- Page 1Acoustic Authority iRhythms A-211 Speakers with iPod Dock
- Page 2 Acoustic Authority iRhythms A-211 Speakers
- Review Price: £199.00
Cyber Acoustics is a brand that has been around for some time in the PC audio market and in the past was only really satisfactory for the less discerning user. Creating the Acoustic Authority brand has enabled the company to move away from that low rent association and start afresh. At the same time, the iPod has provided a great opportunity for many speaker manufacturers, and almost all have been falling over themselves to produce sets that cater for the modern musical wonder.
So far, Acoustic Authority has impressed us not once, but twice with its iPod speaker dock set, which not only did well in a stand alone review, but also put in a group-test winning performance when up against three other similar rivals. Can the A-211s keep up this good run?
The set is essentially a standard sub-sat system with the addition of an iPod dock. It’s also available in white as the A-210s so you can tailor it to match your iPod colour of choice.
The A-211’s satellites are fully shielded which is a clue that there are intended as PC speakers rather than dedicated Hi-Fi set. One might wonder what the point of the dock is, as all the music on your iPod is likely to be on the PC the speakers are attached to. However, it does mean that you can play your iPod music without having to turn on your PC.
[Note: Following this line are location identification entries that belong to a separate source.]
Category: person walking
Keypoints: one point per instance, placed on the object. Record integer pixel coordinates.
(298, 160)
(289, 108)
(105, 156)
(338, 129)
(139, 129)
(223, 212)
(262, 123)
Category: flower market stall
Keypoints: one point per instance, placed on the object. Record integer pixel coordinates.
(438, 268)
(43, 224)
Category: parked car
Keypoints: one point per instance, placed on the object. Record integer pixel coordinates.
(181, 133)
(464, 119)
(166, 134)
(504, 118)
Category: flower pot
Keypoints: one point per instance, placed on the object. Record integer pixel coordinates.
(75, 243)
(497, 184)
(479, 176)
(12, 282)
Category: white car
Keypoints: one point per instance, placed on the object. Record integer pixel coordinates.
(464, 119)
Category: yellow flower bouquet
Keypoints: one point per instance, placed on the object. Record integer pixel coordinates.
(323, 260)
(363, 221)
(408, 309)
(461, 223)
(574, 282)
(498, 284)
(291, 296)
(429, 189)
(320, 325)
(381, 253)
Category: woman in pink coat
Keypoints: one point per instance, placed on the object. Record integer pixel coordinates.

Speakers dock converters are included in the box enabling you to snugly fit any iPod from the third gen model onwards. Of course the iPod shuffle doesn’t have a dock connector so to cater for it, or indeed any other audio source, there’s an auxiliary input at the rear of the dock.
By the way, the pictures are a tad misleading as no cables are visible. Rest assured they’ve are plenty of cables and it can get a bit tangled if you don’t keep things in check.
There’s also a remote control for controlling the whole kit and caboodle from a distance. This only provides basic Stop/Start and Skip – you can’t navigate the iPod menus from the remote. The remote is not particularly handsome and looks a bit eighties and not in a good way, but it works. A slot for storing the remote is located just behind where the iPod is placed.
The satellites are described on the Acoustic Authority web site as ‘flat panel’, which quite frankly I don’t understand – they’re not flat at all. They’re not particularly large, but they’re not flat. They contain a 2.5in driver and a tweeter but the housing is made of plastic and felt very light in the hand which didn’t bode too well. Stronger housings normally do a better job at dealing with sonic resonance.
The sub-woofer though is where all the action is. The satellites connect to this via two colour coded phono connectors labelled left and right. There a RS-232 port for connecting the iPod dock and a bass volume control. It couldn’t really be much easier.